The trials mark a significant step in the transition towards highly sustainable mobility systems.
The initiative, planned and overseen by Oxfordshire County Council, is part of the HARMONY project, testing low-carbon transportation as well as the integration of new mobility technologies with existing systems. Support was provided by academic partner, University College London, and organisations from the Harmony consortium such as RUAS, who managed the trial operation by providing and flying the drones, and Airbus through its Unmanned Traffic Management platform (UTM).
The Harmony consortium has planned a total of three pilot demonstrations, taking place in Oxfordshire, Rotterdam and Trikala.
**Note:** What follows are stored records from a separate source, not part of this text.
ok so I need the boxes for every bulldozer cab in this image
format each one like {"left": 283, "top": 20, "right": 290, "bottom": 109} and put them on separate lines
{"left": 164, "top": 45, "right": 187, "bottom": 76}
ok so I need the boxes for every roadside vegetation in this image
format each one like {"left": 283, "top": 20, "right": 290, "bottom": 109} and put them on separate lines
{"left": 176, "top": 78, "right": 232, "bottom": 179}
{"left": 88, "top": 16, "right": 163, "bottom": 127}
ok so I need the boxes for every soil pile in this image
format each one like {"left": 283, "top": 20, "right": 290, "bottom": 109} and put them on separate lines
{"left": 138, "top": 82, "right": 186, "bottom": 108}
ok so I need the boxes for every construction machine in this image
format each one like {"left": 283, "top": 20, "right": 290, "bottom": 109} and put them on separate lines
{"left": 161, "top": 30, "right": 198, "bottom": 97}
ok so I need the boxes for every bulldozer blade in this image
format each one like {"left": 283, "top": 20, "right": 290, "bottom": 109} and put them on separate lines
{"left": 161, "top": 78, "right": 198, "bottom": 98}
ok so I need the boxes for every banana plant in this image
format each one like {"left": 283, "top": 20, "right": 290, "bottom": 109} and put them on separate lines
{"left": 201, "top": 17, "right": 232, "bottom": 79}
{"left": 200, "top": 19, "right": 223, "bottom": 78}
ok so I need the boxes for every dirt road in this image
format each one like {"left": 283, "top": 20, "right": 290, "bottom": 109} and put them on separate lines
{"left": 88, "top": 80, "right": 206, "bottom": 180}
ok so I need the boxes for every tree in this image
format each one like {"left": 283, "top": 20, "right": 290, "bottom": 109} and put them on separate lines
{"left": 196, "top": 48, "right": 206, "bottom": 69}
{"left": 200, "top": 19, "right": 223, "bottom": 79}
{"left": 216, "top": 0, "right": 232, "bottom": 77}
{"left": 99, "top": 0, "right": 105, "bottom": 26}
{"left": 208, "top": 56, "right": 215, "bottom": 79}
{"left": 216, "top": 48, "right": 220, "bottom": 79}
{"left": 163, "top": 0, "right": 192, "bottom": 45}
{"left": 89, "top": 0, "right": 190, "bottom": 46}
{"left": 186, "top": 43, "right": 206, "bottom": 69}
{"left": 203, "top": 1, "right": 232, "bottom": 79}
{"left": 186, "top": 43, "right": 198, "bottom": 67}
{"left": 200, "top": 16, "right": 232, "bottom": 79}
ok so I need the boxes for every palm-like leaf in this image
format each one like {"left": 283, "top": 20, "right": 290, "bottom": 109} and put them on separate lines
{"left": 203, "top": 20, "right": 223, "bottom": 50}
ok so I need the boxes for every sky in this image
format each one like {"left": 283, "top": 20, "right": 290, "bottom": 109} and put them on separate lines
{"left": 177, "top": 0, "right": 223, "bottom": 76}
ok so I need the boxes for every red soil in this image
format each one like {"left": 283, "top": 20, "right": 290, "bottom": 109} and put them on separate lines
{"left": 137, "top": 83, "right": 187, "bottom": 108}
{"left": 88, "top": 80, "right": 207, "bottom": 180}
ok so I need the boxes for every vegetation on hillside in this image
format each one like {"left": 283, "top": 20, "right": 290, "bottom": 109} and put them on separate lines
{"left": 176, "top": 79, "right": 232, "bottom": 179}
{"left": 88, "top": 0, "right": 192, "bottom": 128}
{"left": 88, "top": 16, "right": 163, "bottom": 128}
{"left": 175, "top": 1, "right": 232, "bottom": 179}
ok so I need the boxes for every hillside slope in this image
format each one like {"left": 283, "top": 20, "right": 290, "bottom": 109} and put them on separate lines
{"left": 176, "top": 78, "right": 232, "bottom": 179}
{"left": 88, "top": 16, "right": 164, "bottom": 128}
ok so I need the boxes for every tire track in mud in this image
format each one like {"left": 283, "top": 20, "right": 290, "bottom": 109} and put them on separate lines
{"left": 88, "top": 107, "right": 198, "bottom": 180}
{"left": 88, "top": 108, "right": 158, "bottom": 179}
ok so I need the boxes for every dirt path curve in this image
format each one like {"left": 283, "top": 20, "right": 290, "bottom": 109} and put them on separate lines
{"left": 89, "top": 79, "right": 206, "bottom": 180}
Their overall objective is to demonstrate electric automated vehicles (AVs) and drones in real-life conditions integrating them with traditional transport modes to understand the requirements, reactions and barriers and collect real-world data.
The project received funding from the European Union’s Horizon 2020 Research and Innovation Programme.
The pioneering combination of technologies used throughout these demonstrations mean they are the first of their kind, looking to advance mobility sustainability by reducing emissions, congestion and noise levels.
The trials at Milton Park, which included the use of an electric van provided by Oxfordshire County Council, and the delivery of a defibrillator, successfully highlighted that the mobility technologies tested enabled increased efficiency and speed of freight delivery.
Oxfordshire has one of the most sophisticated road traffic control centres in the UK and Milton Park was selected as the ideal location for the trials as it could offer a safe and controlled environment for innovative exercises. The Park proved to be a robust testing ground as the drone navigated airspace over the main roads and nearby railway, permitted by Network Rail, while also manoeuvring around buildings and green spaces.
Councillor Pete Sudbury, Oxfordshire County Council’s Cabinet Member for Climate Change Delivery and Environment, said: “Innovative zero-carbon-ready transport is set to make a huge impact, it just needs us to demonstrate how. Hence this trial, which is another example of our close working with our world leading universities, of which we are extremely proud. As a council, we’re already doing high profile work to help everyone reduce their individual emissions footprint and this is how we’re looking to decarbonise the rest.”
Veronica Reynolds, Sustainability and Community Manager at Milton Park, said: “It was a real privilege for Milton Park to be chosen as the location for these cutting-edge trials in drone technology and we’re grateful for the chance to collaborate with the other consortium partners on such an exciting project.
“The benefits from this innovative technology are clear to see, particularly from a sustainability point of view, as it could ultimately lead to fewer vehicles spending less time on the roads and a reduction in carbon emissions.”